What I'm trying to do is:
Have the main goroutine feed lines through a channel for multiple parser workers (that parse a line to s struct), and have each parser send the struct to a channel of structs that other workers (goroutines) will process (send to database, etc).
The code looks like this:
lineParseQ := make(chan string, 5)
jobProcessQ := make(chan myStruct, 5)
doneQ := make(chan myStruct, 5)
fileName := "myfile.csv"
file, err := os.Open(fileName)
if err != nil {
log.Fatal(err)
}
defer file.Close()
reader := bufio.NewReader(file)
// Start line parsing workers and send to jobProcessQ
for i := 1; i <= 2; i++ {
go lineToStructWorker(i, lineParseQ, jobProcessQ)
}
// Process myStruct from jobProcessQ
for i := 1; i <= 5; i++ {
go WorkerProcessStruct(i, jobProcessQ, doneQ)
}
lineCount := 0
countSend := 0
for {
line, err := reader.ReadString('\n')
if err != nil && err != io.EOF {
log.Fatal(err)
}
if err == io.EOF {
break
}
lineCount++
if lineCount > 1 {
countSend++
lineParseQ <- line[:len(line)-1] // Avoid last char '\n'
}
}
for i := 0; i < countSend; i++ {
fmt.Printf("Received %+v.\n", <-doneQ)
}
close(doneQ)
close(jobProcessQ)
close(lineParseQ)
Here's a simplified playground: https://play.golang.org/p/yz84g6CJraa
the workers look like this:
func lineToStructWorker(workerID int, lineQ <-chan string, strQ chan<- myStruct ) {
for j := range lineQ {
strQ <- lineToStruct(j) // just parses the csv to a struct...
}
}
func WorkerProcessStruct(workerID int, strQ <-chan myStruct, done chan<- myStruct) {
for a := range strQ {
time.Sleep(time.Millisecond * 500) // fake long operation...
done <- a
}
}
I know the problem is related to the "done" channel because if I don't use it, there's no error, but I can't figure out how to fix it.
You don't start reading from doneQ until you've finished sending all the lines to lineParseQ, which is more lines than there is buffer space.
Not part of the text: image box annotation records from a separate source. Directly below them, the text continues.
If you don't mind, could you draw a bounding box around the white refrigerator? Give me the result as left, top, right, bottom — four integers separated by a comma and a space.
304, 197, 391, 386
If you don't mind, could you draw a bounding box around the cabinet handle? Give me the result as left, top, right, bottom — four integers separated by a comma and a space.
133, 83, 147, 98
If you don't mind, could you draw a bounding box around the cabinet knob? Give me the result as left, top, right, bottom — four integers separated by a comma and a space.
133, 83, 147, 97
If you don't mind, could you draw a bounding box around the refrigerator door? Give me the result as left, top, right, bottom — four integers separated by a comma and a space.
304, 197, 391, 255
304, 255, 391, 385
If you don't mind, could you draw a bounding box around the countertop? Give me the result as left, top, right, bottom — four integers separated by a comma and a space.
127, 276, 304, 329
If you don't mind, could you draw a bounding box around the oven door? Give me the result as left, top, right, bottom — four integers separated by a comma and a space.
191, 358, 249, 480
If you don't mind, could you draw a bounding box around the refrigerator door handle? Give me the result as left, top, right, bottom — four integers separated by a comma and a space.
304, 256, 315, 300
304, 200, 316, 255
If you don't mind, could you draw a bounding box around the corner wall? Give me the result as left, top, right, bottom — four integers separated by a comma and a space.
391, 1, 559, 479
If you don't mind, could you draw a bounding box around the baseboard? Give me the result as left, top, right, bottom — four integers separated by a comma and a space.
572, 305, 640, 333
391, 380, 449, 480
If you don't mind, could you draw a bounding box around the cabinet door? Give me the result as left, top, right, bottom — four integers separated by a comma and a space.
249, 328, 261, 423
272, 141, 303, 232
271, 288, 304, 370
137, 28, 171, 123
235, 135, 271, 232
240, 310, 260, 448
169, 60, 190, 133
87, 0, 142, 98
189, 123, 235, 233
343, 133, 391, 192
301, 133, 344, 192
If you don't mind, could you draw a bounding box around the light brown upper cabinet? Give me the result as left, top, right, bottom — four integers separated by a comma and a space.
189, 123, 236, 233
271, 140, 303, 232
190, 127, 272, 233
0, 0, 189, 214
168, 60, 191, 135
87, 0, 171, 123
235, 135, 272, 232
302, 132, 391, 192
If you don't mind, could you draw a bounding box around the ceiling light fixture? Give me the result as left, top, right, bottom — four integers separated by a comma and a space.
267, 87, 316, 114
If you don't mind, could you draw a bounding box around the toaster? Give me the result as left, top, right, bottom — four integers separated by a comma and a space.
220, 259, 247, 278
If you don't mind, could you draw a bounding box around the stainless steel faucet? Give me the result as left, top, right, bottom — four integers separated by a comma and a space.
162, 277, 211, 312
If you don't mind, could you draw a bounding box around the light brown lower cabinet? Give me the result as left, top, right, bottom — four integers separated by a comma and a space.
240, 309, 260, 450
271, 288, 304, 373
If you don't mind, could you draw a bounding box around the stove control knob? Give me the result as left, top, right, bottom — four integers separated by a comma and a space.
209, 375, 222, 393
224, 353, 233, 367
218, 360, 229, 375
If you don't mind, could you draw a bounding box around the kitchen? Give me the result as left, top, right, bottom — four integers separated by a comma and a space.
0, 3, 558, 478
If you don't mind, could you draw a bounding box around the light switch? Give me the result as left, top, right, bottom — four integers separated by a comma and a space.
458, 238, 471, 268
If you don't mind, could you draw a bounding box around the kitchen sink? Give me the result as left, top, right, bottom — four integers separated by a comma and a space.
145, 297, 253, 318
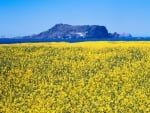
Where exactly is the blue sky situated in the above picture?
[0,0,150,37]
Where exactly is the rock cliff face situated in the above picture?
[31,24,109,39]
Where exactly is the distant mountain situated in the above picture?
[23,24,109,40]
[0,24,150,44]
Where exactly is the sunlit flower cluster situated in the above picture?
[0,42,150,113]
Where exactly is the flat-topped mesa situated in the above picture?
[33,24,109,39]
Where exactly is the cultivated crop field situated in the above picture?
[0,42,150,113]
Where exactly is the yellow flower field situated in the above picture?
[0,42,150,113]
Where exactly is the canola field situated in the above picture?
[0,42,150,113]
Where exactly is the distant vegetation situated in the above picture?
[0,42,150,113]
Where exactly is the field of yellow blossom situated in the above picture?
[0,42,150,113]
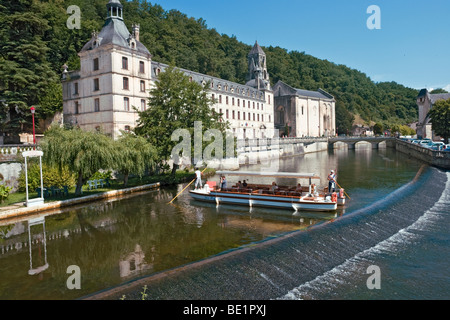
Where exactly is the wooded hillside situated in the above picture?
[0,0,418,136]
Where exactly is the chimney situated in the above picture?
[132,24,140,41]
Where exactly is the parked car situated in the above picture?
[419,139,433,147]
[430,142,445,151]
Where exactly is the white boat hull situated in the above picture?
[189,189,337,211]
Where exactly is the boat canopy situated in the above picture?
[216,171,320,179]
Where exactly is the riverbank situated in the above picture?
[395,139,450,170]
[0,182,161,220]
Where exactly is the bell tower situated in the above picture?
[247,41,270,90]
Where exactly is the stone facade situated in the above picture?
[62,0,334,139]
[273,81,336,137]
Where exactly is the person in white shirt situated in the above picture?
[195,168,203,190]
[328,170,336,193]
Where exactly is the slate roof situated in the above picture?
[81,0,150,54]
[151,61,266,101]
[273,80,334,100]
[248,41,265,55]
[417,89,450,104]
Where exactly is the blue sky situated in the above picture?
[153,0,450,90]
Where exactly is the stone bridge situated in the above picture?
[328,137,395,149]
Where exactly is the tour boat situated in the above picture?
[189,171,345,211]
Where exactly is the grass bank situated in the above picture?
[0,169,215,211]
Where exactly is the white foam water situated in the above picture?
[278,172,450,300]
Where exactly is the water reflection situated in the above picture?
[28,217,48,275]
[0,143,419,299]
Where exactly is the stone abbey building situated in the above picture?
[62,0,335,139]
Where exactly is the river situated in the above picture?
[0,144,450,300]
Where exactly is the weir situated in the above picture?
[85,167,447,300]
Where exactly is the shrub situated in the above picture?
[0,184,12,203]
[19,163,75,192]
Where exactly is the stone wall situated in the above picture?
[395,140,450,170]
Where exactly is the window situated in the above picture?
[94,78,100,91]
[94,99,100,112]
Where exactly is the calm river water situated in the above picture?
[0,144,450,299]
So once the doneQ buffer is full, that send blocks, which starts filling the lineParseQ buffer, and once that's full, it deadlocks. Move either the loop sending to lineParseQ, the loop reading from doneQ, or both, to separate goroutine(s), e.g.:
go func() {
for _, line := range lines {
countSend++
lineParseQ <- line
}
close(lineParseQ)
}()
This will still deadlock at the end, because you've got a range over a channel and the close after it in the same goroutine; since range continues until the channel is closed, and the close comes after the range finishes, you still have a deadlock. You need to put the closes in appropriate places; that being, either in the sending routine, or blocked on a WaitGroup monitoring the sending routines if there are multiple senders for a given channel.
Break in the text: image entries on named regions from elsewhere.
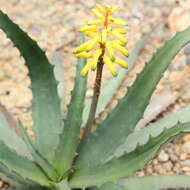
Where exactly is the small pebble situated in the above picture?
[158,150,169,162]
[182,142,190,154]
[180,160,190,167]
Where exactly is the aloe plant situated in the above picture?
[0,5,190,190]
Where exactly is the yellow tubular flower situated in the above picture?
[111,18,127,26]
[104,56,118,77]
[74,4,129,76]
[113,28,126,34]
[112,43,129,57]
[115,57,128,69]
[111,6,119,13]
[87,37,99,51]
[96,4,106,13]
[111,31,126,43]
[85,32,98,38]
[102,29,108,44]
[111,40,127,47]
[88,19,102,25]
[106,42,115,62]
[92,49,102,71]
[76,51,92,58]
[80,60,92,77]
[80,25,98,32]
[92,9,102,18]
[74,39,94,54]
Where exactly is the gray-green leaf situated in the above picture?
[70,123,190,188]
[76,28,190,168]
[0,141,49,186]
[83,31,152,125]
[0,104,32,160]
[54,36,87,175]
[0,11,62,161]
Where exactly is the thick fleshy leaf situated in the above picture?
[83,30,154,125]
[18,122,59,181]
[111,105,190,161]
[70,123,190,188]
[0,11,62,161]
[54,36,87,175]
[0,141,50,186]
[0,104,32,160]
[0,164,35,187]
[76,28,190,168]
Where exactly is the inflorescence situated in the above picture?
[74,4,129,76]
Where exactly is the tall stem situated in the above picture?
[83,52,104,139]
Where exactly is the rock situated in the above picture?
[181,160,190,167]
[170,153,178,162]
[158,150,169,162]
[162,161,173,171]
[168,8,190,32]
[182,142,190,154]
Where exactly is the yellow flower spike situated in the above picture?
[111,30,126,43]
[96,4,106,13]
[85,32,98,38]
[112,43,129,57]
[88,19,102,25]
[92,49,102,71]
[106,42,115,62]
[80,25,98,32]
[102,29,108,44]
[111,6,119,13]
[92,9,103,18]
[111,40,127,47]
[80,60,92,77]
[74,39,94,54]
[76,51,92,58]
[111,17,127,26]
[74,4,129,76]
[113,28,126,34]
[104,56,118,77]
[86,37,99,51]
[115,57,128,69]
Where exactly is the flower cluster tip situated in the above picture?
[74,4,129,76]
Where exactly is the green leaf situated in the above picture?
[19,122,59,181]
[119,175,190,190]
[83,31,153,125]
[70,123,190,188]
[0,164,35,187]
[0,11,62,161]
[0,104,32,160]
[0,141,49,186]
[54,36,87,175]
[113,105,190,160]
[76,28,190,168]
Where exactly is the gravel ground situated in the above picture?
[0,0,190,189]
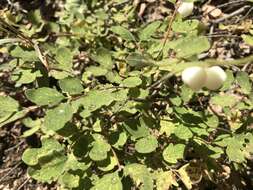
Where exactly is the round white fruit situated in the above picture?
[182,66,206,91]
[177,2,194,17]
[204,66,227,90]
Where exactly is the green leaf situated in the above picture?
[65,154,91,171]
[11,69,42,86]
[135,136,158,154]
[0,96,19,123]
[174,125,193,140]
[163,143,185,164]
[173,36,210,58]
[59,173,80,189]
[111,26,135,41]
[109,131,127,149]
[0,108,30,128]
[91,172,123,190]
[160,120,176,137]
[91,47,113,70]
[89,140,111,161]
[59,77,84,95]
[154,171,178,190]
[28,152,67,183]
[172,18,199,34]
[22,138,63,166]
[124,164,154,190]
[138,21,161,41]
[123,119,150,139]
[122,77,142,88]
[241,34,253,46]
[97,154,117,172]
[76,90,114,118]
[236,72,252,94]
[11,46,39,62]
[226,137,246,163]
[220,70,235,91]
[55,47,73,70]
[44,103,73,131]
[25,87,64,106]
[126,53,154,68]
[86,66,108,77]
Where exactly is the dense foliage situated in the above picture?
[0,0,253,190]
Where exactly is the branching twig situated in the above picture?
[211,5,250,24]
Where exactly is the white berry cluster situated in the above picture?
[182,66,227,91]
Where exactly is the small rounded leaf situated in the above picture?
[205,66,227,90]
[177,2,194,17]
[135,136,158,154]
[182,66,206,91]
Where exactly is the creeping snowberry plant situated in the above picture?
[0,0,253,190]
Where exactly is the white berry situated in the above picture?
[182,66,206,91]
[205,66,227,90]
[177,2,194,17]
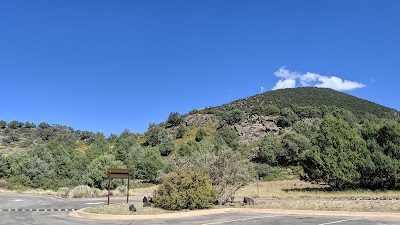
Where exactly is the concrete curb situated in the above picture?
[69,208,232,220]
[69,208,400,220]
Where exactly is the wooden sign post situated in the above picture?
[107,169,129,205]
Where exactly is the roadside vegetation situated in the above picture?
[0,88,400,210]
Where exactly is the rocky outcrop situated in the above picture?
[234,115,281,141]
[184,114,281,142]
[184,114,223,127]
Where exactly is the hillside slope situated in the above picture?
[196,87,399,119]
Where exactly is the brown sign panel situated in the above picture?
[107,169,129,178]
[107,169,129,204]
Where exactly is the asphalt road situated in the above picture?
[0,194,400,225]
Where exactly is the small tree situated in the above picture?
[0,120,7,129]
[144,124,167,147]
[166,112,183,128]
[176,124,188,138]
[8,120,23,129]
[84,153,126,189]
[24,121,36,128]
[38,122,50,129]
[0,154,9,178]
[195,127,207,142]
[154,171,217,210]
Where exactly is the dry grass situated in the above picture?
[235,180,400,198]
[83,202,173,215]
[234,180,400,212]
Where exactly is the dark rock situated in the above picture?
[129,204,136,212]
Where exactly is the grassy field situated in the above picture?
[85,180,400,215]
[231,180,400,213]
[84,202,172,215]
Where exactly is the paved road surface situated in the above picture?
[0,194,400,225]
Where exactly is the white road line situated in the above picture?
[201,215,285,225]
[318,218,361,225]
[85,202,105,205]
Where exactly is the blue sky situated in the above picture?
[0,0,400,136]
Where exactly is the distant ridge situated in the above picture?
[196,87,400,119]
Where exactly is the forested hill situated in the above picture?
[196,87,399,119]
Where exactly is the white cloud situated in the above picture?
[272,67,366,91]
[272,79,296,90]
[274,66,299,79]
[315,76,366,91]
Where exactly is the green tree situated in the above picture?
[24,121,36,128]
[292,121,318,139]
[221,109,244,125]
[84,153,126,190]
[195,127,207,142]
[176,124,188,138]
[301,114,365,188]
[277,108,299,128]
[376,120,400,160]
[38,122,50,129]
[253,132,283,166]
[217,125,239,149]
[278,132,311,166]
[158,139,175,156]
[0,154,9,178]
[154,171,217,210]
[0,120,7,129]
[8,120,23,129]
[165,112,183,128]
[165,145,256,204]
[144,124,167,147]
[177,140,200,156]
[131,147,164,181]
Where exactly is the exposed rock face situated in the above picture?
[185,114,282,141]
[185,114,223,127]
[234,114,281,141]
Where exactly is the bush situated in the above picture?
[68,185,92,198]
[0,180,7,189]
[154,171,217,210]
[166,112,183,128]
// Start line parsing workers and send to jobProcessQ
wg := new(sync.WaitGroup)
for i := 1; i <= 2; i++ {
wg.Add(1)
go lineToStructWorker(i, lineParseQ, jobProcessQ, wg)
}
// Process myStruct from jobProcessQ
for i := 1; i <= 5; i++ {
go WorkerProcessStruct(i, jobProcessQ, doneQ)
}
countSend := 0
go func() {
for _, line := range lines {
countSend++
lineParseQ <- line
}
close(lineParseQ)
}()
go func() {
wg.Wait()
close(jobProcessQ)
}()
for a := range doneQ {
fmt.Printf("Received %v.\n", a)
}
// ...
func lineToStructWorker(workerID int, lineQ <-chan string, strQ chan<- myStruct, wg *sync.WaitGroup) {
for j := range lineQ {
strQ <- lineToStruct(j) // just parses the csv to a struct...
}
wg.Done()
}
func WorkerProcessStruct(workerID int, strQ <-chan myStruct, done chan<- myStruct) {
for a := range strQ {
time.Sleep(time.Millisecond * 500) // fake long operation...
done <- a
}
close(done)
}
Full working example here: https://play.golang.org/p/XsnewSZeb2X
Coordinate the pipeline with sync.WaitGroup breaking each piece into stages. When you know one piece of the pipeline is complete (and no one is writing to a particular channel), close the channel to instruct all "workers" to exit e.g.
var wg sync.WaitGroup
for i := 1; i <= 5; i++ {
i := i
wg.Add(1)
go func() {
Worker(i)
wg.Done()
}()
}
// wg.Wait() signals the above have completed
Buffered channels are handy to handle burst workloads, but sometimes they are used to avoid deadlocks in poor designs. If you want to avoid running certain parts of your pipeline in a goroutine you can buffer some channels (matching the number of workers typically) to avoid a blockage in your main goroutine.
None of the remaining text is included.